Ill start at the tank itself and work back and around to the beginning.

210 aga reef ready, 35w UV sterilizer run via mag drive 9.5 pump(wiper equipped unit) that is on its own circuit independant of the tank itself. 4x300w ebo jagers, aquapro 400 wet/dry(sealife systems) fed to a little giant 2700gph pump.
lights are sun systems tek light 8x80w t5HO, 5# pressurized Co2 system from aquariumplants.com, susbtrate is the 3-5mm grain size river gravel and a 300gpd RO unit.
water changes are ever third day @50% or 110 gallons.

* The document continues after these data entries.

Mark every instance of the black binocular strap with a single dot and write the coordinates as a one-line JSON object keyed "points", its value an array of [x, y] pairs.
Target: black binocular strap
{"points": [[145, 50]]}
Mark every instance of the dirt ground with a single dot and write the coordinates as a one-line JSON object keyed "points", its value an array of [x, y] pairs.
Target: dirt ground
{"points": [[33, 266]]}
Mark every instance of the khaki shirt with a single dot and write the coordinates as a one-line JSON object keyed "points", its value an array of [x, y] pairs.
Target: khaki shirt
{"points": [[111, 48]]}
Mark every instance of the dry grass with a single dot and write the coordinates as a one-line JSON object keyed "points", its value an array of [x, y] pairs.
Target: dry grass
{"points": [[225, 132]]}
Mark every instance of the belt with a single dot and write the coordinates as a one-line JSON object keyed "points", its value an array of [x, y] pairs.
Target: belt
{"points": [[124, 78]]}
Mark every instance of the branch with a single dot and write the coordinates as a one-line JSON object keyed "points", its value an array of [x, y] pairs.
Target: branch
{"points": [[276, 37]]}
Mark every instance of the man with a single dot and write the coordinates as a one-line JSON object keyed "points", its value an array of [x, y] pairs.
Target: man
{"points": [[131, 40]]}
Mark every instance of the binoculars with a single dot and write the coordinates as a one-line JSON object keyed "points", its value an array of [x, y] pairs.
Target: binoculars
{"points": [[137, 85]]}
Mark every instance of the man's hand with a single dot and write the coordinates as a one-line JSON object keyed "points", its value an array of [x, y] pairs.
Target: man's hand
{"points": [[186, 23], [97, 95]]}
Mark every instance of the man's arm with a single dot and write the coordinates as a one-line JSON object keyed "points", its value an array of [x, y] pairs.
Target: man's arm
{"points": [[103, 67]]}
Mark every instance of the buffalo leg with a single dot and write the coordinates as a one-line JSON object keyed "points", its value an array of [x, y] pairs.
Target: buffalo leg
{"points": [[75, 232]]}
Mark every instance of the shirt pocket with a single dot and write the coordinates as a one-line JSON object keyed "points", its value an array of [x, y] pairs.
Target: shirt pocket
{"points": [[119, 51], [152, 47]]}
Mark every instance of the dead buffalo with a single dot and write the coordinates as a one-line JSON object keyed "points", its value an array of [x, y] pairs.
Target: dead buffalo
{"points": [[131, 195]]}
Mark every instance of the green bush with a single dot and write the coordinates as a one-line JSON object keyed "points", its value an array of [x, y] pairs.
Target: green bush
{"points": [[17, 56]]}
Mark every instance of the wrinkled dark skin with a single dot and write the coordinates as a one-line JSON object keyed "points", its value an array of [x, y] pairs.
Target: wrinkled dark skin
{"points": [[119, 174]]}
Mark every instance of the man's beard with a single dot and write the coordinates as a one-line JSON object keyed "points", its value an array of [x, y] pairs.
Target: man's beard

My stunning discus came from hawaii discus. the wild blue was from an outfit in ohio that went under, have a couple from discus madness left but the latest batch of apricots came from RFI, First order from RFI(yes they are a mear few 100 miles away) were all dead on arrival, 2nd batch wasnt much better, It took over 800 bucks and 4 shipments to get them to fulfill my order then there was a no refund credit only issue where I picked out some plants, well the plants were out of stock so he literally gave me the bottom of his tubs in a back, smelled like my turtle tank when I opened it but yeah hawaii discus is my spot now.

Oh its all controlled via reefkeeper lite.


----------